Interesting People mailing list archives

Tracking the blackout bug


From: Dave Farber <dave () farber net>
Date: Fri, 16 Apr 2004 21:27:30 -0400


Delivered-To: dfarber+ () ux13 sp cs cmu edu
Date: Fri, 16 Apr 2004 20:22:30 -0500
From: "Ayyasamy, Senthilkumar  (UMKC-Student)" <saq66 () umkc edu>
Subject: Tracking the blackout bug
To: dave () farber net


Hi,

I did not see this interesting report announced in IP
https://reports.energy.gov/  It states software bugs as the
reason for the recent blackout. I thought hardware bugs are
costly; seems, software errors are more costly. atleast, a
lot of verification tools are available for hardware testing;
but, software lacks widely standardized verification tools,
dominant safe language use and safe execution platform like
Virtual machines.

   -- senthil


a related article from securityfocus:
http://www.securityfocus.com/news/8412

A number of factors and failings came together to make the August 14th
northeastern blackout the worst outage in North American history. One of

them was buried in a massive piece of software compiled from four
million
lines of C code and running on an energy management computer in Ohio.

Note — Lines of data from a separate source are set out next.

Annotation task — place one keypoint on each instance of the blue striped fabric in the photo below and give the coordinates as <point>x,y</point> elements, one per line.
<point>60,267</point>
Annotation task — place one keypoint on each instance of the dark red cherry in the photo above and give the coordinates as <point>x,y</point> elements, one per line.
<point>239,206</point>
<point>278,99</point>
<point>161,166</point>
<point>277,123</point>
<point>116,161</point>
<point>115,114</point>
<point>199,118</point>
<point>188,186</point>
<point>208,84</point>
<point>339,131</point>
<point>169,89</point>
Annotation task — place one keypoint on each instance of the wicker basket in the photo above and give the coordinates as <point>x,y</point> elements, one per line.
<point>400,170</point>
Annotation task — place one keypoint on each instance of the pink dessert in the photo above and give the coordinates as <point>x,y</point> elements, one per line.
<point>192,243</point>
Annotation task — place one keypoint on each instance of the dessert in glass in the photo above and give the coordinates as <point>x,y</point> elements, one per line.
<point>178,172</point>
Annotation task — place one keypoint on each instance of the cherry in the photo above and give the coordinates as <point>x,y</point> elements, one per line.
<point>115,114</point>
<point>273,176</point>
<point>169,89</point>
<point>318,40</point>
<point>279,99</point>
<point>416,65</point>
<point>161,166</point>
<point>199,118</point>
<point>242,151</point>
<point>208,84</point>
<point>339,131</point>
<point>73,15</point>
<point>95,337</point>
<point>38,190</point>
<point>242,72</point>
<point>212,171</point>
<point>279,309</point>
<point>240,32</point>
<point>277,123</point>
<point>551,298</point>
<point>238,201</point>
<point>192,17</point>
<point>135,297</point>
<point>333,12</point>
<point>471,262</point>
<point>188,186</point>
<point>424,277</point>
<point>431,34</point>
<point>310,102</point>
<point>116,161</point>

To nobody's surprise, the final report on the blackout released by a
U.S.
-Canadian task force Monday puts most of blame for the outage on
Ohio-based
FirstEnergy Corp., faulting poor communications, inadequate training,
and
the company's failure to trim back trees encroaching on high-voltage
power
lines. But over a dozen of task force's 46 recommendations for
preventing
future outages across North America are focused squarely on cyberspace.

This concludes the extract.